Brian Locke, a native of Toronto, Ontario, Canada, earned an Honours B.Mus. at Wilfrid Laurier University in 1995 and an M.A. in Musicology at the University of Western Ontario in 1997. He pursued doctoral studies in Musicology at the State University of New York, Stony Brook, with Dr. Joseph Auner and Dr. Jane Sugarman, graduating with the Ph.D. in 2002. Prior to his arrival at WIU in 2006, Dr. Locke taught at Dalhousie University (Halifax, Nova Scotia). He attained the rank of Professor of Musicology in 2016. Dr. Locke‘s research interests span a wide range of topics in the Romantic and Early Modernist eras, most specifically in the time period between the death of Richard Wagner and the end of the Second World War. With notable exceptions, his research has focused on the musical community of Prague (Czech Republic) as a nexus of competing ideologies of nationalism and cosmopolitanism; modernism, anti-modernism, and popular culture; and the social responsibility and political discourses of art. His book, entitled Opera and Ideology in Prague: Polemics and Practice at the National Theater, 1900-1938, appeared 2006 with the University of Rochester Press.

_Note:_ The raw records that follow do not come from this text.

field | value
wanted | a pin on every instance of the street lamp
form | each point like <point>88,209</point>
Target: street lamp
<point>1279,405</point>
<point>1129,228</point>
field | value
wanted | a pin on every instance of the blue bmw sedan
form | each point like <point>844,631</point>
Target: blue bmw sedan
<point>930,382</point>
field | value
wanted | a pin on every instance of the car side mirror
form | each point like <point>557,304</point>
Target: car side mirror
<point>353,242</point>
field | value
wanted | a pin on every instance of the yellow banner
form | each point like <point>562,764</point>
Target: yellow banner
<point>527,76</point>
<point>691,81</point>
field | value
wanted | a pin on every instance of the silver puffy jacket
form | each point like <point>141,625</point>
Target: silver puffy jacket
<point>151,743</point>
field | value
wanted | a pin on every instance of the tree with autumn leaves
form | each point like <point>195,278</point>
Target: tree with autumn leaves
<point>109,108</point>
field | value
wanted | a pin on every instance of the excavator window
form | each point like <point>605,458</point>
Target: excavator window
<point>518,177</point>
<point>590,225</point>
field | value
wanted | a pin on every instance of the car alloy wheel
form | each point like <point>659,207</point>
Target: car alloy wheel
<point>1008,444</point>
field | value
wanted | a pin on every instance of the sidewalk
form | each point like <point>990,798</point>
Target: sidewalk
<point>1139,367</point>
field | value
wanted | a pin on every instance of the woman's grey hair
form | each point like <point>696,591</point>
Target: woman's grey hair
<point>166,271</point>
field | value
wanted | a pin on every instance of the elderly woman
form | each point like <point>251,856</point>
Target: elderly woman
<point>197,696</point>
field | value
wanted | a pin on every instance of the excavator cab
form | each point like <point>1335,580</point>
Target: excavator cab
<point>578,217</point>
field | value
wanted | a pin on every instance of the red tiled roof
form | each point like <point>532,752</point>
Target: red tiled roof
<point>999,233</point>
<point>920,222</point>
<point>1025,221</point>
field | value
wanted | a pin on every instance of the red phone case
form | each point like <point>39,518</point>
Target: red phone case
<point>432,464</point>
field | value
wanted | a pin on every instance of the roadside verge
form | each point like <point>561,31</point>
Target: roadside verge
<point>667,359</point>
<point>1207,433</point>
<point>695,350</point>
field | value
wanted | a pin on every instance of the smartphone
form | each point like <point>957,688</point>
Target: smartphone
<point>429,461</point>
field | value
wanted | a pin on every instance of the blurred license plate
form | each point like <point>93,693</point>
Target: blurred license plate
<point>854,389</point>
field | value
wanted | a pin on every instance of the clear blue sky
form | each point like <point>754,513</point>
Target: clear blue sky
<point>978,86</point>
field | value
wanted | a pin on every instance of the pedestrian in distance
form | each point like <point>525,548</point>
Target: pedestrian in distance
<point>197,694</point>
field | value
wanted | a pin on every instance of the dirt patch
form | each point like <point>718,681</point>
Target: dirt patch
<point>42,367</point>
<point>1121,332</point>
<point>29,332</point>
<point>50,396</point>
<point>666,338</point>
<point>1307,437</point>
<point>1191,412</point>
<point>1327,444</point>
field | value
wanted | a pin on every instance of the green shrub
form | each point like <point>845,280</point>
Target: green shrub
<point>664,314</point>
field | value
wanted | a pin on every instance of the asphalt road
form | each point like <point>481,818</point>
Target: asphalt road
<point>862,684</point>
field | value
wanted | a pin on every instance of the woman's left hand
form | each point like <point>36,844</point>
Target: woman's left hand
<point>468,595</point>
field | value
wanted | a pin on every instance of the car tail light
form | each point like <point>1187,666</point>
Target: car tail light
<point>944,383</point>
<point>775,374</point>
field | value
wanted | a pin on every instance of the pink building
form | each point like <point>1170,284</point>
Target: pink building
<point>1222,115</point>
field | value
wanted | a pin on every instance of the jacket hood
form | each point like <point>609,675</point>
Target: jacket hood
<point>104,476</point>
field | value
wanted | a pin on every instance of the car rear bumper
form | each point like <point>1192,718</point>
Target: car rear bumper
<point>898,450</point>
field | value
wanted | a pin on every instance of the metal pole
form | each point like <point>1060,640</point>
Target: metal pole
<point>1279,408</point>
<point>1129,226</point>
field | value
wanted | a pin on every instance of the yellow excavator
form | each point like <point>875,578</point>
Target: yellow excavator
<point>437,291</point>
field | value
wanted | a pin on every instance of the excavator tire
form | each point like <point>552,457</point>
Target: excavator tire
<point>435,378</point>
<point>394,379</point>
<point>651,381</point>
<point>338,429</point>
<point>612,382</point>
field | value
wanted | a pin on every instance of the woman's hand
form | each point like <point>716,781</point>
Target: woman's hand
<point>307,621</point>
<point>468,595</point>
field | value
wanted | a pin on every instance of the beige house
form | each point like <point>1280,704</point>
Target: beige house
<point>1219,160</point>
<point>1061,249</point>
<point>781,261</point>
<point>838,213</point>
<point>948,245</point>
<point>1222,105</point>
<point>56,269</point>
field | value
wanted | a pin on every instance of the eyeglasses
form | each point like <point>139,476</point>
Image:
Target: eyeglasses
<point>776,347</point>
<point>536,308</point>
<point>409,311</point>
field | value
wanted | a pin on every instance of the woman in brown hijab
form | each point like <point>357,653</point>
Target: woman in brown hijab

Dr. Locke has published several articles in major journals and books of collected essays. These include “The Wozzeck Affair: Modernism and the Crisis of Audience in Prague” (Journal of Musicological Research), “Novák‘s Lucerna and the Historiographical Problem of ‘Czech Modernism‘” (Intersections: Journal of Canadian Music), and „‘The Periphery is Singing Hit Songs‘: The Globalization of American Jazz and the Interwar Czech Avantgarde” (American Music Research Center Journal, 2002). 2014 saw the completion of a nine-year editing project of the full score of Otakar Zich‘s quasi-tonal opera, Vina (Guilt, 1922), published by A-R Edition in full score with complete translation. Forthcoming book chapters include historical and analytical studies of Erwin Schulhoff‘s 1932 opera Flammen/Plameny and the Czech swing community during the Nazi-era Protectorate
Martin Nedbal is Associate Professor of Musicology at the University of Kansas. He is the author of Morality and Viennese Opera in the Age of Mozart and Beethoven (Routledge, 2017) and editor and translator of The Published Theoretical Works of Leoš Janáček (Editio Janáček, 2020). His book Mozart’s Operas and National Politics: Canon Formation in Prague from 1791 to the Present will be published by Cambridge University Press in 2023. Nedbal’s publications include articles on Smetana’s The Bartered Bride (Journal of Musicological Research and Journal of Austrian-American History) and The Brandenburgers in Bohemia (Music and Politics).